Но Шалит только махнул в ответ рукой и, усевшись в сани, попросил Коцина повернуть к дому.
Во дворе Коцин выпряг лошадей, задал им сена и вошел вслед за Шалитом в горницу, где Журбенко за г. ремя их отсутствия успел сварить картошку и вскипятить чай.
— Давай перекусим немного, — пригласил Шалит гостя к столу. — Только разносолов у нас нет, не взыщи.
— Да я не голоден. Спасибо. Вот меду, если бы вы меня угостили, я бы отведал, пожалуй, — полушутя сказал Коцин, пытаясь, однако, перевести разговор на дело, ради которого он, собственно, и приехал.
— А мы и сами давно забыли вкус меда, — развел руками Шалит, — понимаешь…
Коцин почувствовал, что Шалит вот-вот придумает какую-нибудь отговорку и уж наверняка откажет ему в готовой сорваться с языка просьбе. Поэтому он поспешно перебил его и расчетливо перевел разговор на автопоилки, которые он собирается устроить на своей животноводческой ферме. Заговорив об автопоилках, он прозрачно намекнул, что заодно поможет и колхозу «Надежда» механизировать коровники.
— Самое главное — это достать трубы, ну, да их я смог бы достать на заводе, у своих шефов, только… вы сами понимаете…
Тут Коцин замолчал и многозначительно посмотрел на своих собеседников, надеясь, что те сами догадаются, в чем тут загвоздка.
Но Шалит и Журбенко сидели молча, будто язык проглотили, и Коцину волей-неволей пришлось объясниться.
— Хотелось мне отвезти одному начальнику в подарок бочонок меда. Сами понимаете — я ему мед, а он мне трубы, да и другое снаряжение для автопоилок… Заодно и вам достал бы… Я было подался на рынок, да вот незадача — не попадался мне мед, да и только. Как заколдованный. Я и приехал к вам…
— Вот как! — резко перебил Коцина Шалит. — Да если бы у нас были реки меда, мы и тогда бы не дали тебе его!
— > Что так? Подарок — дело обычное! Разве нельзя поднести подарок, купленный за свои трудовые денежки? — начал оправдываться Коцин. — Иначе, понимаешь, ничего не достать… А тут человек расстарается. Почему вам так тяжело стать на ноги? Да все потому, что мало мозгами ворочаете. А без этого ничего не сдвинешь с мертвой точки. Пока вы не сделаете человеку одолжение, и он для вас палец о палец не ударит. Я же здешний, вырос тут, чужих людей я не учил бы уму-разуму, не давал бы им таких хороших советов…

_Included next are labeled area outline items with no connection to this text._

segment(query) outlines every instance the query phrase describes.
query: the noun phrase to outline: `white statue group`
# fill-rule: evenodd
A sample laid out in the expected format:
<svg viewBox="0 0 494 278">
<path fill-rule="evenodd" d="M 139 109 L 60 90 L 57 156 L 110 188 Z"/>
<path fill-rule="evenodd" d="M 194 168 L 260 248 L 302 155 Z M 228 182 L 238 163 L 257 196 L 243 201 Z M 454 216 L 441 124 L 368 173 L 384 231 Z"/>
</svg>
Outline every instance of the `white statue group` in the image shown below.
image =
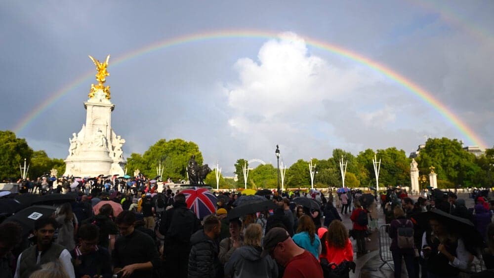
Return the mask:
<svg viewBox="0 0 494 278">
<path fill-rule="evenodd" d="M 84 126 L 83 125 L 82 129 L 79 132 L 79 135 L 75 133 L 72 133 L 72 138 L 69 138 L 69 142 L 70 143 L 70 147 L 69 147 L 69 157 L 77 156 L 79 154 L 79 152 L 82 147 L 82 142 L 84 140 Z M 98 128 L 93 135 L 91 140 L 90 140 L 87 143 L 87 149 L 107 149 L 110 153 L 111 158 L 117 159 L 122 159 L 124 156 L 122 146 L 125 143 L 125 139 L 123 139 L 120 135 L 117 136 L 113 130 L 112 130 L 112 135 L 113 138 L 113 140 L 111 140 L 111 145 L 109 148 L 108 140 L 103 134 L 103 131 Z"/>
</svg>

— А вот как раз мы, представь, в таких советах и не нуждаемся, — решительно отрезал Журбенко.
Ошеломленный такой отповедью, Коцин хотел было еще что-то сказать, но не смог: онемел, словно у него язык прилип к гортани.
Однажды поздним вечером Шалит пришел домой донельзя усталый и, к своему изумлению, увидел оживленно беседующую с Журбенко Шейндл.
«Вот так так, — с болью в сердце, ревниво подумал он. — Неужто и Журбенко на нее заглядывается? Но тогда почему она условилась с ним встретиться именно здесь, где может столкнуться со мною? Не иначе, как назло мне, чтобы подчеркнуть свое ко мне безразличие! А Журбенко? Разве так поступают настоящие друзья?»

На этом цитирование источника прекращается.